I wanted some water, but just turning on the well pump caused the inverted to go into shutdown mode, turning off all power in the cabin (despite it being a sunny day). It was then I saw that at some point in the last few weeks the battery had itself gone into shutdown mode and was no longer providing any power. This meant I would have to trickle-charge it using the generator. But when I went to start the generator, I found its 12 volt battery was too weak to get it going. So I had to drive the Forester over and give it a jumpstart. Fortunately, I'd added a big fat wire to the generator so I didn't have to remove any panels to get it going again. Then I had to figure out which of the many terminals inside the FortressPower battery were the ones for trickle charging. I manage to find an email showing these terminals, and, so I'll never have to look up this information again, I used acrylic paint to label the terminals on the battery itself. (It's times like this that I find myself muttering about how something that could easily be made obvious is "not obvious." In such cases, I try to make a habit of rendering not-obvious things permanently obvious.)
While waiting for the battery to be trickle-charged back to life, I took the dogs (they both came!) down to the lake to see what conditions were like down there. I found the lake was mostly frozen, with a swath of open water far out in the middle, hundreds of feet from our dock. The lake hadn't risen since I'd winterized the dock, so all the parts that had been out of the water when I'd done that were still out of the water. From there, I walked to the beaver dams at the lake's outflow. The water in the outflow bay was all frozen over, but there was a patch of open water at the dams, where the fast-moving water evidently kept it from freezing.
Back in the cabin, temperatures were now in the 40s and the sun was already getting ready to set. I ate some delicious leftover food Gretchen had gotten at a Korean restaurant in Catskill called the Avalon Lounge. Despite the low temperatures, I found I could comfortably do my usual cabin routine so long as I mostly stayed under a blanket on the couch. (By this point, both dogs had moved up to the bean bag in the loft for some reason.) Perhaps because of the cold, I was drinking booze at a fast rate. (I was mostly drinking a cocktail of kombucha and gin, which has a good balance to it.) By the time I went to bed, it was nearly 60 degrees Fahrenheit in the cabin. Interestingly, though Neville came to bed with me, Charlotte insisted (as she'd been doing in the past) on sleeping on the loft beanbag.

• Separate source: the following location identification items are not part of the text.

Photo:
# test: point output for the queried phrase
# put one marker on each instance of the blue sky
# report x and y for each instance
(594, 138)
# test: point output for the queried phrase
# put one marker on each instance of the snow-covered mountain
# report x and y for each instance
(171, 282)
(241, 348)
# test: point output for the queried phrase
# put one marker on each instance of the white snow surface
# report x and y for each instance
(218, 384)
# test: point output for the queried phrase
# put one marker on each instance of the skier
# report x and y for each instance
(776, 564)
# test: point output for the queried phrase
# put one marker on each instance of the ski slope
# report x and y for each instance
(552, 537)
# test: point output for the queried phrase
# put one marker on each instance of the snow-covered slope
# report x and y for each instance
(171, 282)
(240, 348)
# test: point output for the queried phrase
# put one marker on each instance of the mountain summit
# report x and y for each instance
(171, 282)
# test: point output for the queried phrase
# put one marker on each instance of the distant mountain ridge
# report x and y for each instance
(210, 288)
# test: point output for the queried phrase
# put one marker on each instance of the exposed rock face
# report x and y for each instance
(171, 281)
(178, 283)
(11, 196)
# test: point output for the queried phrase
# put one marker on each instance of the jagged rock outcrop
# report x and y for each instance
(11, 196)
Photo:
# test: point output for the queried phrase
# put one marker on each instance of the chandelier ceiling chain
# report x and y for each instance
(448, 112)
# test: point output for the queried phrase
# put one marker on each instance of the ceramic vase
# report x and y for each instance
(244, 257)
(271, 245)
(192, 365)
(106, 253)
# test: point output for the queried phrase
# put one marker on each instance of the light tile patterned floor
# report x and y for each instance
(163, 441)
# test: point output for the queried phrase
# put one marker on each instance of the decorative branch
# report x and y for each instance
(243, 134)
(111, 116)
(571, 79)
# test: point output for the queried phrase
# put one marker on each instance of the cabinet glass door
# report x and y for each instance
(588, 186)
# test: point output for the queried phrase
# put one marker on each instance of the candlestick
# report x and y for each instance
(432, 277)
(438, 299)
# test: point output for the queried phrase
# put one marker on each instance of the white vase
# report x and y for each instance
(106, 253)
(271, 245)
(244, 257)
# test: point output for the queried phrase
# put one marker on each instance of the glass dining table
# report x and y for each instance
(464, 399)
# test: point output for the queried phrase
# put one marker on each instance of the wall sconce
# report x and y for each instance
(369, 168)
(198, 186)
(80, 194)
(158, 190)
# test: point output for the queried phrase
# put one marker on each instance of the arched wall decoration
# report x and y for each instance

Southeast of Livingstonville on the drive to the cabin today. Click to enlarge.


The cabin this afternoon. Click to enlarge.


Charlotte at the dock area. Click to enlarge.


The lake off the truncated end of our winterized dock, held out of the water by a pole. Click to enlarge.


The floating part of the dock on the with and the frozen lake surface in the foreground. Click to enlarge.


Neville with the lake behind him along the south shore of the outflow bay. Click to enlarge.